Так же как и Бертье. Так же как и несчастный Бертье в Лилле, Бертье, который грызет ногти, изжелта-бледный, отяжелевший, пузатый и низенький Бертье, у которого хрустят суставы, у которого все болит, а сердце порой бьется как сумасшедшее. Он десять раз за этот день начинал письмо и десять раз рвал его. Несомненно, проще было бы ничего не писать, удрать в Париж или в последнюю минуту сказать: нет, я не желаю покидать французскую землю... Да, но только Мария-Елизавета, Мария-Елизавета и дети там, в Баварии. Ах, если бы он не отсылал их туда! Они в Бамберге, да. Поехать за ними, привезти... а позволят ли привезти? Тесть-разумеется... А как австрийский император? Придется писать одиннадцатое письмо.

Ужасное, унизительное. Бог знает, как посмотрит Наполеон! С кем отправить письмо? С Мортье, если Мортье останется...

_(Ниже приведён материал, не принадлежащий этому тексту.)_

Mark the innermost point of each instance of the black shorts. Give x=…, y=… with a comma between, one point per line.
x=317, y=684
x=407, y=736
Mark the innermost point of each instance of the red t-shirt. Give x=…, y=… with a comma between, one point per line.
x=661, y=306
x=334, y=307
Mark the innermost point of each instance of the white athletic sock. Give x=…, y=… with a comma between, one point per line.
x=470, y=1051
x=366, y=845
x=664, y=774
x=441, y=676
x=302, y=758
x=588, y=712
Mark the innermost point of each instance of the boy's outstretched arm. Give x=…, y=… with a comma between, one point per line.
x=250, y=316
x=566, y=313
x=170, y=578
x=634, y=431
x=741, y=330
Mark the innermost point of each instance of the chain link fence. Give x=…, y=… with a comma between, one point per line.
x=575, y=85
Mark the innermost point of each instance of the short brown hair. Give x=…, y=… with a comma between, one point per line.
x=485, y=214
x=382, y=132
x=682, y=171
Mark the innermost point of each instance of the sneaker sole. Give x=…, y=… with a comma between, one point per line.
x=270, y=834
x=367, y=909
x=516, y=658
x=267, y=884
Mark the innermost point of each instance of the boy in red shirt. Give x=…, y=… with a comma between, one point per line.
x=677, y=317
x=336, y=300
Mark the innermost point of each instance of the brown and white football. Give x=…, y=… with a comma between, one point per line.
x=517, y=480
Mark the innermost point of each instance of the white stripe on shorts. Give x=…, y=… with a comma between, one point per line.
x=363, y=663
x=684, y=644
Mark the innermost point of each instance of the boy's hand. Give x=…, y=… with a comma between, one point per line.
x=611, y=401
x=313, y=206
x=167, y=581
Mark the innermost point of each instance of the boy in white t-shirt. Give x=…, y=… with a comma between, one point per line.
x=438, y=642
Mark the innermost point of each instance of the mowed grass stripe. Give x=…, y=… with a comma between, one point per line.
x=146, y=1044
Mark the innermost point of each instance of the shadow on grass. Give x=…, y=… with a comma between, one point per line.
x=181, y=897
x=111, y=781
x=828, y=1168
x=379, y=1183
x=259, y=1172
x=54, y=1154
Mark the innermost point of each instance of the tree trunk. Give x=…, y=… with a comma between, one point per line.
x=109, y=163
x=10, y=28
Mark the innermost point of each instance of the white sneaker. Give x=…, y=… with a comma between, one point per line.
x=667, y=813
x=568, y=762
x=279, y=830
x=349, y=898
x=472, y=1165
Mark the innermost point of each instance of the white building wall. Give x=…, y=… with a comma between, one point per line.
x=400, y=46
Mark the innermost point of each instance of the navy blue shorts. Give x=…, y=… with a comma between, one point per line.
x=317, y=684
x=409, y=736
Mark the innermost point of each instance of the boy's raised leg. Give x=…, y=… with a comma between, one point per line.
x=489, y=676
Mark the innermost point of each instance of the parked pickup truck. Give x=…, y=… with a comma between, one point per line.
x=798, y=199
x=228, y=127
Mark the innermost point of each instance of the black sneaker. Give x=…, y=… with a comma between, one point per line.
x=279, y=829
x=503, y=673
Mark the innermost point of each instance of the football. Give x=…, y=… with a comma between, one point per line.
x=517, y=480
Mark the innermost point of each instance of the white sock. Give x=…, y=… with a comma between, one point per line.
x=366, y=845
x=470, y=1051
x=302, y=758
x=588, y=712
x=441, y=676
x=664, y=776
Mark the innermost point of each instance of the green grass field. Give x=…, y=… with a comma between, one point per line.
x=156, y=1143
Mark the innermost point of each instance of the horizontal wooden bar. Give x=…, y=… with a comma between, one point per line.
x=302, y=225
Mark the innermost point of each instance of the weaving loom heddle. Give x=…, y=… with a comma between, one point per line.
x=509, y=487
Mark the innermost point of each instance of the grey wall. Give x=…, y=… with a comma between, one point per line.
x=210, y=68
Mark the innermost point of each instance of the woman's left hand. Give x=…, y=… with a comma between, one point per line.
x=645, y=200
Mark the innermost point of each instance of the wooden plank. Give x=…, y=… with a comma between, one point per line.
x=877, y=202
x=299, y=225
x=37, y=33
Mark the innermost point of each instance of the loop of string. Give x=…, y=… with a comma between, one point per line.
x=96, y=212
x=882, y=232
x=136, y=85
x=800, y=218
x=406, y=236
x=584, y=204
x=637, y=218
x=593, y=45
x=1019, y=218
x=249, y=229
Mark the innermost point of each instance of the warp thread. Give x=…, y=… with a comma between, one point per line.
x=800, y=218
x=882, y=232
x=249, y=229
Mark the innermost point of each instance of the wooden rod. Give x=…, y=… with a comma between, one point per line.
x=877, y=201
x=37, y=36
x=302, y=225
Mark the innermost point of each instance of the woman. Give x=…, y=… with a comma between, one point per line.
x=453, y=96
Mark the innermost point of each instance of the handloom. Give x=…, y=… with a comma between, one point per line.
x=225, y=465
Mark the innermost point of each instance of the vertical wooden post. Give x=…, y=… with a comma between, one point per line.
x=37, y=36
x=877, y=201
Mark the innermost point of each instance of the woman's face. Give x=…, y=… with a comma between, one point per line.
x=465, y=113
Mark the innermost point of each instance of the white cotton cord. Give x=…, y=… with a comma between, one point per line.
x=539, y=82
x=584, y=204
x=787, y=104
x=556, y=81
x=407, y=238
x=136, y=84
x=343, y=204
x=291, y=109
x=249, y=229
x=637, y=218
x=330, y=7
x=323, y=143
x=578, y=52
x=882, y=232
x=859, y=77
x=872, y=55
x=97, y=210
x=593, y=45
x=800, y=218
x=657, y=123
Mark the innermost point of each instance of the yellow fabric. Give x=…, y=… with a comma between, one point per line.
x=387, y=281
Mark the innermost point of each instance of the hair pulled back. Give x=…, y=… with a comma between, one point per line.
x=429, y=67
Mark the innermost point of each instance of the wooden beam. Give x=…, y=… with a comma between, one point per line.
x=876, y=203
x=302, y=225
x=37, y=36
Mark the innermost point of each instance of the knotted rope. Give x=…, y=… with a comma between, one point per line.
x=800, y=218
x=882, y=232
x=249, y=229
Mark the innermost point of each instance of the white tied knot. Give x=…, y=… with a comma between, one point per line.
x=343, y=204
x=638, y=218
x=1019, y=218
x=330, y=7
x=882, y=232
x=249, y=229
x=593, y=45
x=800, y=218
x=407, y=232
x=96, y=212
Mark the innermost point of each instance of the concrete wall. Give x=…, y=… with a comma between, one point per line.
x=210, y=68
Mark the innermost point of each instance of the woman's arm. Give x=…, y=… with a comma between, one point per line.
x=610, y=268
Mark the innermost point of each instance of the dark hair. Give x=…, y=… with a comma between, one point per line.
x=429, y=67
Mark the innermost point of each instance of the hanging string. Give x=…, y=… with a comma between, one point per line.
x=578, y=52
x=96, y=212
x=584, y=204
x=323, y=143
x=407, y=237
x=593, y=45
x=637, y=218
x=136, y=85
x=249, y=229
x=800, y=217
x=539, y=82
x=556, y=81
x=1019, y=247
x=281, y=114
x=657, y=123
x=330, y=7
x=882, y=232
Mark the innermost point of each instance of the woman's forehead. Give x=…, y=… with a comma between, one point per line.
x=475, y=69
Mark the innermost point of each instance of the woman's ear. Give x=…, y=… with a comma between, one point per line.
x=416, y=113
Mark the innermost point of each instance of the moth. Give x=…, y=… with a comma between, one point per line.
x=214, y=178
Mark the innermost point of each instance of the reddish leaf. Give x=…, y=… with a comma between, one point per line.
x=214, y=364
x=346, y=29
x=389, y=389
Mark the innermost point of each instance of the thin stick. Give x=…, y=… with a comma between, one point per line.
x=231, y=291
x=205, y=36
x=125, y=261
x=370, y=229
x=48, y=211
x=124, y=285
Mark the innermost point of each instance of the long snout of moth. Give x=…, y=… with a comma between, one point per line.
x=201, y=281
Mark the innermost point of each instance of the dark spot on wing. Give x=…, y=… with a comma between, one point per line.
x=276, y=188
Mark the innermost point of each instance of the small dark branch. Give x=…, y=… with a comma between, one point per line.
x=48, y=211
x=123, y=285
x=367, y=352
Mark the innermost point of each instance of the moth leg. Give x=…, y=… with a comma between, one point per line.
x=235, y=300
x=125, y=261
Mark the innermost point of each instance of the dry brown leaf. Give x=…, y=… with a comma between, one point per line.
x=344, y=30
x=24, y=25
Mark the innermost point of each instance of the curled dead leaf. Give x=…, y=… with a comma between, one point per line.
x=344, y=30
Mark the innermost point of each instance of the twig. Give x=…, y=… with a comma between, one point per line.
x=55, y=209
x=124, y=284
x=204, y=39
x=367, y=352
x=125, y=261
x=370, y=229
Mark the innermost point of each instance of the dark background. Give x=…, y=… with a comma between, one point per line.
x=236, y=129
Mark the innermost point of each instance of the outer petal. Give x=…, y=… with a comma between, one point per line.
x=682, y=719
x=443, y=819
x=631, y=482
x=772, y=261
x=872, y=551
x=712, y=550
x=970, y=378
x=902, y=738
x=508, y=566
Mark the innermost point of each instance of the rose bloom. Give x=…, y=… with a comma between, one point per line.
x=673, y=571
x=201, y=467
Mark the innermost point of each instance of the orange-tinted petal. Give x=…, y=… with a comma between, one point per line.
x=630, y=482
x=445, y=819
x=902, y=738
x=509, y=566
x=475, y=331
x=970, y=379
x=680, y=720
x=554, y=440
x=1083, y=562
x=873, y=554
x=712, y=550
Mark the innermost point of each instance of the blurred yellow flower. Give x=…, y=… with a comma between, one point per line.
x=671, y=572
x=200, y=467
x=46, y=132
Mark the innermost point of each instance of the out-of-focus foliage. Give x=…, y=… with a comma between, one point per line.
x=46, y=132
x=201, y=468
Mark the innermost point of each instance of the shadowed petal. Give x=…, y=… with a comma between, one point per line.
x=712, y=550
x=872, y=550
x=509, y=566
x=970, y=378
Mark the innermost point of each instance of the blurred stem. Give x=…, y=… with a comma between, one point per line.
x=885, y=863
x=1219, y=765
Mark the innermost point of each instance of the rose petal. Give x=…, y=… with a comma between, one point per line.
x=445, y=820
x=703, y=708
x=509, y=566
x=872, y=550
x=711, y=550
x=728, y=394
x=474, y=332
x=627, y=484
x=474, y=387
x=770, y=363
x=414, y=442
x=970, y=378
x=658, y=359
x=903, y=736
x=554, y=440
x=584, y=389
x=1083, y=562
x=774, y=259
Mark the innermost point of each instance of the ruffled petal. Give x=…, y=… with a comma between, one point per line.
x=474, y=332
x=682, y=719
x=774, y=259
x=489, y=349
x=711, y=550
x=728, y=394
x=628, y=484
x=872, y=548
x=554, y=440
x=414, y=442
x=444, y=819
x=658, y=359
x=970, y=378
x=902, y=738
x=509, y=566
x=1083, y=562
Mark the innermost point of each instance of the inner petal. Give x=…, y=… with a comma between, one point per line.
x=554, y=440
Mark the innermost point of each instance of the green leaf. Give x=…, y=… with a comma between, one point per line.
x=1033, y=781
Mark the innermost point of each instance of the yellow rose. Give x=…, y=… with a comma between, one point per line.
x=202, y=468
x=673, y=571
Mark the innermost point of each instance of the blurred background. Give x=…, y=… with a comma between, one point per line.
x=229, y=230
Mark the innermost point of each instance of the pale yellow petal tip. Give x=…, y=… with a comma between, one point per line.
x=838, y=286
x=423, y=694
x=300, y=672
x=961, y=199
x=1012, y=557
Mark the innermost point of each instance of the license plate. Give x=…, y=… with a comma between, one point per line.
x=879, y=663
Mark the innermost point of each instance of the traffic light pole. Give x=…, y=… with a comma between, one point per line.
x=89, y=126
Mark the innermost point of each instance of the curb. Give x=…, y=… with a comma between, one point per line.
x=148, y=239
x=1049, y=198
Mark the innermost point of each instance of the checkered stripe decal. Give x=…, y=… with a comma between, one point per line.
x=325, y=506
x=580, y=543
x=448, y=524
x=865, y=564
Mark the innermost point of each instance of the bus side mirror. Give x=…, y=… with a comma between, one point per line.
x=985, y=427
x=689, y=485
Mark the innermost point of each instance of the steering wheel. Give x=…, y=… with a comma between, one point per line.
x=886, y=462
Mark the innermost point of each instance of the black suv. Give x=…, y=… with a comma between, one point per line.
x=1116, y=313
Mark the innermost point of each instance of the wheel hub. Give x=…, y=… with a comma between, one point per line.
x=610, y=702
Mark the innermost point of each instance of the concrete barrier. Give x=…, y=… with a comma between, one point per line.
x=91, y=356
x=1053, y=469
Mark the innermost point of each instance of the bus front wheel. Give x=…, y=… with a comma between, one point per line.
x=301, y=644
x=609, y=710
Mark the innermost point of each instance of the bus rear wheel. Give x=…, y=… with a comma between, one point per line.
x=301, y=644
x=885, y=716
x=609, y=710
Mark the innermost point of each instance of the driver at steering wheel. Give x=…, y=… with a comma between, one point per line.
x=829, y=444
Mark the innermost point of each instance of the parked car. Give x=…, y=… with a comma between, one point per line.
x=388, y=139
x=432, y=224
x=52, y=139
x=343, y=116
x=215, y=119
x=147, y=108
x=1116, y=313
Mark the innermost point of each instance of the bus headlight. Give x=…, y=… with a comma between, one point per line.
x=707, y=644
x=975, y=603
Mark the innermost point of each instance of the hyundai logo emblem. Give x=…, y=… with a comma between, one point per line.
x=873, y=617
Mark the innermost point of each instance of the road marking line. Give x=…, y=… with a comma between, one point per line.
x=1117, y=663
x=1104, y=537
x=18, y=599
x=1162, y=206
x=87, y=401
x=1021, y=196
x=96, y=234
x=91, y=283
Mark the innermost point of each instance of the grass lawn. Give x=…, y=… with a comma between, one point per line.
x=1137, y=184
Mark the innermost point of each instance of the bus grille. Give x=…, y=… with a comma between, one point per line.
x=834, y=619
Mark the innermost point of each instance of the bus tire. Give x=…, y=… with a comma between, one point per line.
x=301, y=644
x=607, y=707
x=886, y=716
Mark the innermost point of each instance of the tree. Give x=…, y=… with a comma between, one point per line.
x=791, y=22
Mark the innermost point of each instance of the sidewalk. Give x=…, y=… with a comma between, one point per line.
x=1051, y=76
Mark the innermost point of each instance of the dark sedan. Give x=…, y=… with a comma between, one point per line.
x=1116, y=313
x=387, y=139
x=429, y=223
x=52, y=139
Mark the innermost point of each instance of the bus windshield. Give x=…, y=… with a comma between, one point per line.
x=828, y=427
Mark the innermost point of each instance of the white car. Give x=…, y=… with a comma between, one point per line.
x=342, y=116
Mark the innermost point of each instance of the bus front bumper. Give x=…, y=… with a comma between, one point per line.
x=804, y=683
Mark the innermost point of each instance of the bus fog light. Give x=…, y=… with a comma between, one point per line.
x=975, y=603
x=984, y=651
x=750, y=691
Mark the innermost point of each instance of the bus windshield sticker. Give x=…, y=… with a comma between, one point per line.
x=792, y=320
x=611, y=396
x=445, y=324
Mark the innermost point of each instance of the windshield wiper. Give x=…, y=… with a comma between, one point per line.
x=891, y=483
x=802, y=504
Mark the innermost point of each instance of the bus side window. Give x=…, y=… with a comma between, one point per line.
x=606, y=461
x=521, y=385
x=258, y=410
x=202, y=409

Все спуталось в голове Бертье. Франция... эмигрант-какой позор. Всю жизнь он с ужасом воспринимал это слово. И как тяжело расстаться со своими владениями. Он любит Гро-Буа, он любит Шамбор, свой дом на бульваре Капуцинок. В конце концов, в этом его жизнь. Люди после известного возраста похожи на собак: они привязываются к дому. И Бертье старается изо всех сил отвлечь свои мысли от главного и самого мучительного.

Джузеппа.

Несколько слов, оброненных Макдональдом... то, что случилось в Сен-Дени. Он знает, что это, в прошлом году это уже было, доктор ему говорил... И даже если для госпожи Висконти на этот раз припадок окончится благополучно, все равно это шаг к смерти. Одно пугает его больше всего в мире: это мир, в котором он будет один, мир, где не будет Джузеппы. Он может расстаться с ней, не видеть ее, к этому он привык, столько было воин... Кроме того, он не тот, что в пору Египетского похода, в его возрасте уже нет физического рабства, одержимости плотью, нет каждодневных безумств. Но если он никогда больше не увидит ее, если из них двоих он один останется жить... так тяжело рвать со всем своим прошлым. Ах. можно потерять отца, мать - это очень больно в детские годы! Но, если Джузеппа... если Джузеппа умрет, исчезнет все, что было, исчезнет единственное существо, которое понимает его с полуслова, всегда, потому что она знает все-и мелкое, и значительное, и то, что его огорчало, и то, что опьяняло. 'Боже мой, боже мой, я не хочу пережить ее'. Он чувствует боль в сердце, о, как благодарен он сердцу, что оно так яростно бьется! Может быть, сердце разорвется раньше... раньше, чем он узнает... 'Да нет же, я идиот.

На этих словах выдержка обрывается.